WASHINGTON — Regulators are poised to release data this week pointing to a record number of syndicated loans experiencing a decline in credit quality.
The proportion of classified loans — those that regulators deem substandard, doubtful or a loss — nearly tripled over the past year to 15.5% of the industry's total syndicated loan portfolio, according to Kathy Murphy, the chief accountant at the Office of the Comptroller of the Currency.
Add in a fourth category of shaky loans and 22.3% of the industry's syndicated business worth roughly $600 billion is termed criticized, up from 13.4% a year earlier.
During the height of the savings and loan crisis in 1991, the proportion of criticized loans topped out at 16%. "Unfortunately I don't have the best information to relay," Murphy said in a presentation Tuesday to the American Institute of Certified Public Accountants. "The results were that the criticized and classified loans are at a record level.
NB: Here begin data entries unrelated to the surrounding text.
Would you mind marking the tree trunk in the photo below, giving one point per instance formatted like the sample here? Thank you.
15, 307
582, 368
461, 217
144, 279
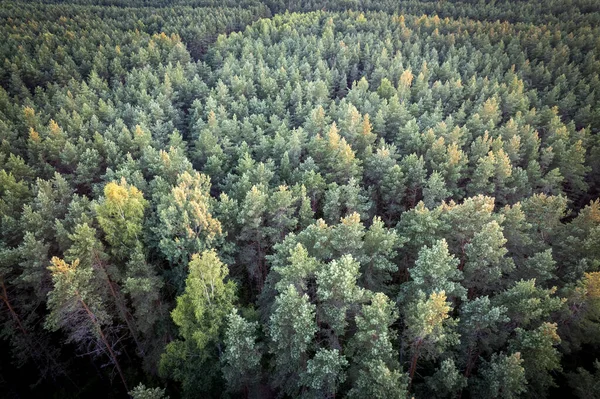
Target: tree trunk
111, 353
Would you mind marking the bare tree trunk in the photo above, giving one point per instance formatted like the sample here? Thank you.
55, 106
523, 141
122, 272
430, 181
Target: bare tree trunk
111, 353
12, 312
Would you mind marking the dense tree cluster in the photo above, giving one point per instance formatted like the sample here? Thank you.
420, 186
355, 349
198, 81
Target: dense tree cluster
354, 198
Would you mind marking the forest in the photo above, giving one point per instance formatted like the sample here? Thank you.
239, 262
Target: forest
314, 199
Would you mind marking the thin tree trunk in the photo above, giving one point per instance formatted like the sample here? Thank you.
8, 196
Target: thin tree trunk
413, 363
11, 310
112, 354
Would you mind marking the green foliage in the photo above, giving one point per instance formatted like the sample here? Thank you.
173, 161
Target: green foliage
200, 316
503, 377
346, 152
242, 356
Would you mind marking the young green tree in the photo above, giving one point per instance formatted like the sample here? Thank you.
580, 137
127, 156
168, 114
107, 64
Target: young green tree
186, 222
241, 358
200, 315
503, 377
374, 366
292, 328
429, 327
77, 306
120, 215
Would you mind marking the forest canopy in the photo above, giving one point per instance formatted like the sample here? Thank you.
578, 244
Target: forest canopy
317, 199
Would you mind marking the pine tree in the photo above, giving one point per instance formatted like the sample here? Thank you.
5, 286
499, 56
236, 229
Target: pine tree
200, 315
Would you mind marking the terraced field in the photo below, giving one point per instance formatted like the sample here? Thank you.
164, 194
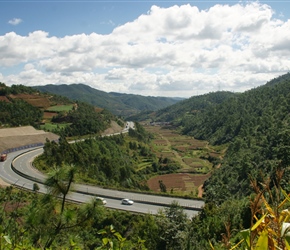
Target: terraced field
190, 154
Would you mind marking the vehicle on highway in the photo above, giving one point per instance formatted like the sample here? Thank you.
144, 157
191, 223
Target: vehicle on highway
127, 202
3, 157
102, 200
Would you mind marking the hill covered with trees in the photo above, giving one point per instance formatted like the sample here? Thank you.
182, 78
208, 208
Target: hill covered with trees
119, 104
21, 105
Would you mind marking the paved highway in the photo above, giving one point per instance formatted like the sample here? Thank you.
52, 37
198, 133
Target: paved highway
24, 175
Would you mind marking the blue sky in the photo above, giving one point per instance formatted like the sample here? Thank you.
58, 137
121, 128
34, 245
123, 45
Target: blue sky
158, 48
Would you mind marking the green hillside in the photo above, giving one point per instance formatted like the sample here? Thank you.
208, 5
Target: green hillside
21, 105
119, 104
This is partly driven by the economy and is partly driven by the underwriting that occurred prior to 2008."
That picture is not expected to brighten soon, Murphy said, because banks are still working through a number of loans that were originated before the financial crisis.
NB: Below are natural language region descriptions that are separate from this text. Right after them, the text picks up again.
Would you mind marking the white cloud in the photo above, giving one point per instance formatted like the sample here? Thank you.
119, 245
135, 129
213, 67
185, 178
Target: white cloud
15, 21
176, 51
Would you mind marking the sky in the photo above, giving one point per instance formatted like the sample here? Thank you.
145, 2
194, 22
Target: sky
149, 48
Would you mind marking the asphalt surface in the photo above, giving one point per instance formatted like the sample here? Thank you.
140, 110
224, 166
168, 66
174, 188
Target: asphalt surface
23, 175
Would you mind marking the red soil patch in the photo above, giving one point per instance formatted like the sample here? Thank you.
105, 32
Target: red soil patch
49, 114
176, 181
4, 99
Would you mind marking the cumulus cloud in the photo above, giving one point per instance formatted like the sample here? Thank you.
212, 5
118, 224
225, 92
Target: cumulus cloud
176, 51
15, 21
"There are still some problems to work through," she said. "There are still some credits prior to 2008 or mid-2007 that will still need to be worked through, so we do see more problems to come."
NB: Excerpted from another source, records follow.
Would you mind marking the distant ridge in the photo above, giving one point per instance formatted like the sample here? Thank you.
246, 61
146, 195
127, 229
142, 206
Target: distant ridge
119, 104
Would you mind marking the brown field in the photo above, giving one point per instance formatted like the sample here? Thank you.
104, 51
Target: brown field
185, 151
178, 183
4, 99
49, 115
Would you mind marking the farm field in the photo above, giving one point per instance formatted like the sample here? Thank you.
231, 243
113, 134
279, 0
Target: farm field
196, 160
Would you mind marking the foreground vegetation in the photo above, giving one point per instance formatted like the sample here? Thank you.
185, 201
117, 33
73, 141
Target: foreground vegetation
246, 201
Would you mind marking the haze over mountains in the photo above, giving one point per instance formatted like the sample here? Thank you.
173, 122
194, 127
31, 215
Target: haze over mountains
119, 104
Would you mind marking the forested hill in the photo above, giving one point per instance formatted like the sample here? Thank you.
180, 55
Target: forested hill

Along with the OCC, the Federal Reserve Board and the Federal Deposit Insurance Corp. have conducted a study of shared national credits since 1977. The Office of Thrift Supervision joined the process in 2001.
Under the program, examiners review loans and commitments of $20 million or more that are held by three or more financial institutions. The full report is expected to be released by regulators Friday and will give a better sense of how big loans to manufacturers, financial firms, real estate and service companies fared during the downturn. But given the higher levels of troubled loans, some observers said regulators will use the opportunity to push for more consistency in the syndicated market.
"It will reinvigorate the regulatory effort to improve coordination and governance of the syndicated loan market," said Karen Shaw Petrou, the managing director of Federal Financial Analytics Inc. "The regulators tried a significant initiative years back to ensure consistent policy among the agencies and they got beaten back. But I think you'll see that become another piece of rewriting the credit risk rules that's going to come back onto the agenda."
There was one bright spot in the information that was released Tuesday: 19% of reviewed loans were judged "weak" by the regulators, down from 34% a year earlier.
Meanwhile, a Fed official followed up on remarks made Monday by Fed Gov. Elizabeth Duke, who criticized a proposal being considered by the Financial Accounting Standards Board that would subject all of a bank's assets and liabilities — including deposits and assets held to maturity — to fair-value accounting.
"We actually support the independent standards-setting processes of the FASB," Arthur Lindo, the Fed's chief accountant said at the same conference. "There are times when we have differences of opinion. One of them is the speed with which they make changes."
Under pressure from the International Accounting Standards Board, the FASB could make its proposal by yearend, a time line that frightens some bank regulators. But FASB Chairman Robert Herz said last month that any proposal would not be implemented before 2011.